Cette idée n'augurait pas vraiment de facilité, mais au moins, nous avions une chance d'avoir des Pokéball. Vassili savait déjà où se rendre. La seule chose qui nous dérangeait était que nous étions trois... Il ne voulait pas qu' « Eclair-de-Liberté » se battît. Pour voler ce dont mon humain avait besoin en plein milieu des ennemis, il aurait tout de même mieux valu être un peu plus nombreux. Heureusement, nous n'allions pas au milieu d'un camp de combattants. D'après ce que j'avais compris, il s'agissait de personnes qui ne nous voudraient pas de mal, en grande partie. Je n'étais cependant pas rassuré, puisqu'il se pourrait aussi que nous rencontrions des ennemis : nous étions sur un territoire des humains du Nord et ceux-ci comptaient bien défendre les terres qui leur appartenaient.
Nous décidâmes de pénétrer chez eux le plus tôt possible, dès que la lumière du jour serait suffisante à Vassili pour y voir. Nous voulûmes dormir un peu, avant, sur la plage, puisque c'était tellement confortable. Vassili avait appris à son fidèle toutou à monter la garde. C'était très appréciable, nous gagnâmes un peu plus de repos en multipliant les veillées. En plein milieu de la nuit, alors que la lune se reflétait sur la mer entièrement noire, une grande trainée blanche zébra le ciel, me réveillant. Elle fut suivie par plusieurs autres. Vassili avait les yeux ouverts et semblait pris d'une tristesse incommensurable. Il se rapprocha de moi, voyant que je ne dormais pas non plus et me raconta ce qui le tourmentait, à voix basse.
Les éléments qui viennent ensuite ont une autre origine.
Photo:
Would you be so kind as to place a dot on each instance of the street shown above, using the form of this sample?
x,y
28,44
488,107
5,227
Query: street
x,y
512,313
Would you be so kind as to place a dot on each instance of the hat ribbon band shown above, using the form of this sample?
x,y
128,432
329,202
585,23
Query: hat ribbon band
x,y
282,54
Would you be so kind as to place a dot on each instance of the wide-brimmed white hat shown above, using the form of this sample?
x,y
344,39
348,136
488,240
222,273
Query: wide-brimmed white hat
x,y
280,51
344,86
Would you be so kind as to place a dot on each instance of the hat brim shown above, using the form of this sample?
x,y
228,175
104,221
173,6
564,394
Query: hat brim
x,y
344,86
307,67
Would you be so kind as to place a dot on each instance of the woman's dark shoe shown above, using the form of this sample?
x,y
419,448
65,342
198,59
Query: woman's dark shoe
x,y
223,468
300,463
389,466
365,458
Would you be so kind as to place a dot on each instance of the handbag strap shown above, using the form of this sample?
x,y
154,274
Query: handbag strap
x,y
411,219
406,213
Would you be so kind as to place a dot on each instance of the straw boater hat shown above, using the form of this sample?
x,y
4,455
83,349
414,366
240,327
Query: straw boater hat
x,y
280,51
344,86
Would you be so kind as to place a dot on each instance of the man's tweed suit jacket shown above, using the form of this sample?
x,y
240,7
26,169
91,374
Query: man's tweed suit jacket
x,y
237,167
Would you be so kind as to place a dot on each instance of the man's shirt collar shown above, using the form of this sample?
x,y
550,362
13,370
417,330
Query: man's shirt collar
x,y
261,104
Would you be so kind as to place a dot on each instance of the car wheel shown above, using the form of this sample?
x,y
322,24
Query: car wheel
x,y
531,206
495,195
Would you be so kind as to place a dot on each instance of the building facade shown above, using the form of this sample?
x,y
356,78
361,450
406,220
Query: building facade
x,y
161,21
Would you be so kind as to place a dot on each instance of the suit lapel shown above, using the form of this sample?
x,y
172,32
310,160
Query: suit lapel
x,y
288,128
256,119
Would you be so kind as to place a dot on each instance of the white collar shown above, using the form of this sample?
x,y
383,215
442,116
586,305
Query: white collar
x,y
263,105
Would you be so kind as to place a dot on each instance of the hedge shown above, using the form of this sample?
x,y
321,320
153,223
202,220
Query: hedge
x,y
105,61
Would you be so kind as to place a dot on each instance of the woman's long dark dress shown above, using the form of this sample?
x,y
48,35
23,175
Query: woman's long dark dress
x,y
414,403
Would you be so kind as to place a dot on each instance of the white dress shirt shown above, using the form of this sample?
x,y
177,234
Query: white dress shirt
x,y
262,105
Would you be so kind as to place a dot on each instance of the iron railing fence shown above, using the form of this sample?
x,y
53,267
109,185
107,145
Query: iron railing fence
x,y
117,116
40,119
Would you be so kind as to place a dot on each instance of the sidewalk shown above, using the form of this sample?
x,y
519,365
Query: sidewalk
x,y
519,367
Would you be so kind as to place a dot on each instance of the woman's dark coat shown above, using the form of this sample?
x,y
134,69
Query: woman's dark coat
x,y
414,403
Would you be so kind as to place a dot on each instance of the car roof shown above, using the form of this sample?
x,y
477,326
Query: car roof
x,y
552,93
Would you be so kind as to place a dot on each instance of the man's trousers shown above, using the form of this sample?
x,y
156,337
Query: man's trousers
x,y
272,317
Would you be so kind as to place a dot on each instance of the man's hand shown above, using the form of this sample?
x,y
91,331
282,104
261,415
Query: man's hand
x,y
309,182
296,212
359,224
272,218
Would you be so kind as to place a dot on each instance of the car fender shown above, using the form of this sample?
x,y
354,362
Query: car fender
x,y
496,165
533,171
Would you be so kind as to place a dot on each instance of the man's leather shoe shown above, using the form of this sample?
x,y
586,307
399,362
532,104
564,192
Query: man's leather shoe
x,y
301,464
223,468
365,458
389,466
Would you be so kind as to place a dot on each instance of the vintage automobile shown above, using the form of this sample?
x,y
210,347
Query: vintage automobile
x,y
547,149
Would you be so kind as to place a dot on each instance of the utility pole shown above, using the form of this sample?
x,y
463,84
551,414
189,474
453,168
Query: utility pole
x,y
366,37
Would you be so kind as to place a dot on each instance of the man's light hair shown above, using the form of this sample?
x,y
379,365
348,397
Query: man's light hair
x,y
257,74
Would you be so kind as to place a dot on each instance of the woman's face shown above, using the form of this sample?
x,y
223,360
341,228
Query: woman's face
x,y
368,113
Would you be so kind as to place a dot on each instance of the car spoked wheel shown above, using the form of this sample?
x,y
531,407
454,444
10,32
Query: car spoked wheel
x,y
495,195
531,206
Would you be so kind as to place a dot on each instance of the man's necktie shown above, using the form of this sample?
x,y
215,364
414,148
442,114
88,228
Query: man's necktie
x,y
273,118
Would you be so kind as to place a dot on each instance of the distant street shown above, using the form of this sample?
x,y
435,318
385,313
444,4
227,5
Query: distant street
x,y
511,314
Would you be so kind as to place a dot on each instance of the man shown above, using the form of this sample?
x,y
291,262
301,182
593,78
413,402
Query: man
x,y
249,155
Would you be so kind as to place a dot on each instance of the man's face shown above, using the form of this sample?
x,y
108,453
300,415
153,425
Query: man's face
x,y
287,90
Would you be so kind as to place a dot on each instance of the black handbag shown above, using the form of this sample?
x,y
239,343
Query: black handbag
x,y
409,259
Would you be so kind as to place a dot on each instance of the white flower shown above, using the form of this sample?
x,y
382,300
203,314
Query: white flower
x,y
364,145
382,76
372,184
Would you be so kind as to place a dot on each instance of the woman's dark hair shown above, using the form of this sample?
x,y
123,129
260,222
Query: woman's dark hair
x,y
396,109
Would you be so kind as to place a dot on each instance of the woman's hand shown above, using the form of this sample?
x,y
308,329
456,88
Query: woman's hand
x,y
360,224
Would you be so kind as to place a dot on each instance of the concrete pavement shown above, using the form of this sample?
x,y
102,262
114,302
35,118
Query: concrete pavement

...............- Quand nous avons passés nos premières nuits ensemble, ils avaient déjà utilisé cela. Ce sont des tirs d'artillerie. Il s'agit d'armes, un peu comme la mienne, mais beaucoup plus grandes et puissants que celles que tu as vues. Ces tirs détruisent tout, il y a des dizaines de morts pour chaque trait blanc comme celui-là et personne ne dit rien. Evidemment, nous ne pouvons rien faire, nous sommes trop faibles. Les autres humains, des territoires voisins, ne nous aident pas non plus. C'est trop dangereux, mais surtout, il n'y a rien d'intéressant ici. S'il y avait eu de l'argent à récupérer, on nous aurait peut-être aidés. L'argent, c'est ce qui motive les hommes, il sert bien souvent à avoir le pouvoir et aussi à nous procurer ce dont nous avons besoin. Sans lui, tu ne peux rien avoir, même pas de la nourriture. En attendant, personne ne fait rien, nos appels à l'aide restent sans réponse. Et mes frères meurent...
Je regardai encore ces traces blanches annonciatrices de mort, puis, je me rendormis. La vie des humains était bien compliquée... Le pire, c'était qu'ils se la rendaient difficiles eux-mêmes, avec toutes leurs idées bizarres. J'étais peiné de voir Vassili dans cet état, mais à la fois étranger à ses problèmes et distant de lui.